I'll quickly mention some of the riders Glanfield saw race at Davies Park on his visit there in December 1927 and you will be able to see why he was impressed with the standard of racing he witnessed. The riders to participate in the Final for the Golden Helmet (in finishing order) were Frank Arthur riding an AJS, Vic Huxley aboard a Douglas, Frank Pearce on a Harley Davidson and Billy Lamont riding an Indian.......what a quality field !!!!! Just look at the names of the riders who were eliminated at the Semi-Final stage of the Golden Helmet contest that night......Charlie Spinks, Dick Smythe, Hilary Buchanan, and the two Americans, Sprouts Elder and Cecil Brown. All four Golden Helmet finalists, as well as those I have just mentioned who were eliminated at the Semi-Final stage, were all destined to travel to Britain to race. Elder, Huxley, Arthur and Lamont all became super-stars on the track during the first seasons of racing conducted in Britain.

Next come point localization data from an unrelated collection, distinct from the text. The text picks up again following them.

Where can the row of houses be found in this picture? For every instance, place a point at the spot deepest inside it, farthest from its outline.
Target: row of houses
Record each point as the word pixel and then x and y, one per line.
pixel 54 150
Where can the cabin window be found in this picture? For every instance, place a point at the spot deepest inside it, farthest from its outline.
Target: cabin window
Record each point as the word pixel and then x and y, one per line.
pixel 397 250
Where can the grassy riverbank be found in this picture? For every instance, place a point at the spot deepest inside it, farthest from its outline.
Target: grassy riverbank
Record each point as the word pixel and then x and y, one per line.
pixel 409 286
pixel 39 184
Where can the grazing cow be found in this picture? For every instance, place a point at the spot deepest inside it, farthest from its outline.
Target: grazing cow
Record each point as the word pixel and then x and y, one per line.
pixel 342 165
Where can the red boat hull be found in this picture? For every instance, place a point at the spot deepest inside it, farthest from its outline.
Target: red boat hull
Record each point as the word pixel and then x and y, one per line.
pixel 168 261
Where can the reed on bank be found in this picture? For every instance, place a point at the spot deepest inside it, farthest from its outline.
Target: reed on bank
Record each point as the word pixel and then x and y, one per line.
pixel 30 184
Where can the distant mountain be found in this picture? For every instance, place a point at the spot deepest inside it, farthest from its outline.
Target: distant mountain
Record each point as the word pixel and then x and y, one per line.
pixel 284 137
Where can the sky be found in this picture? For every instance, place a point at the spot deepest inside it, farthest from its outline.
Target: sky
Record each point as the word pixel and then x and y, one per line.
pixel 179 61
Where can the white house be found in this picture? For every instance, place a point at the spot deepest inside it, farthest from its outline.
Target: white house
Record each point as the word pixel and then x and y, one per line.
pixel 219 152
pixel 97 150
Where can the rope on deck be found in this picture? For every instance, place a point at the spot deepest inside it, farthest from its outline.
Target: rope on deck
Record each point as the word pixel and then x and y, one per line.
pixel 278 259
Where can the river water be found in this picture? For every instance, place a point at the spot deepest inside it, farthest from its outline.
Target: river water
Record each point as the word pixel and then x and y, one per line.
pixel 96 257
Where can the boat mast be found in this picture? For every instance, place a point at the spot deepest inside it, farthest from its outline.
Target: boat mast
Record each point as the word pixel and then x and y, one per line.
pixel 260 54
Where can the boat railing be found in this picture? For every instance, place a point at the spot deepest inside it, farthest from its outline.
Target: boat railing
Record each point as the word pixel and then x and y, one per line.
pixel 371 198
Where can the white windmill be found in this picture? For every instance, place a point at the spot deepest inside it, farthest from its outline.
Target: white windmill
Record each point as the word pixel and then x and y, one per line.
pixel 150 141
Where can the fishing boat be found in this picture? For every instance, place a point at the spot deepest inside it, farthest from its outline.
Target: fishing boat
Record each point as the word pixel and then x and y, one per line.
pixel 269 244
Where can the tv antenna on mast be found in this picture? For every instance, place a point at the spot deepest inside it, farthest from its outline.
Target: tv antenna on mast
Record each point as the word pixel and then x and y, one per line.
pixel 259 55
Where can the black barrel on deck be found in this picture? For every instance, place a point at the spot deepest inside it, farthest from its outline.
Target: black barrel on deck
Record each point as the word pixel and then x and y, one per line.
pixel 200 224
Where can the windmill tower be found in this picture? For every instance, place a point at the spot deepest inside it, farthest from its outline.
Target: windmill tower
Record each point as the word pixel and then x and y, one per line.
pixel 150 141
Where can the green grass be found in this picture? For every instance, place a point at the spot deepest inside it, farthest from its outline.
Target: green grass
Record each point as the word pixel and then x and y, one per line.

Glanfield presented the Golden Helmet to the winner Frank Arthur at Davies Park on that December evening in 1927.


PS - Stanley Glanfield saw the sport when he visited Brisbane in 1927, while becoming the first man to ride a motorcycle around the world. He decided to introduce the sport in Britain and with a small team of Australian riders, he staged the first race in Epping Forest in February 1928. By the summer, over sixty tracks had opened.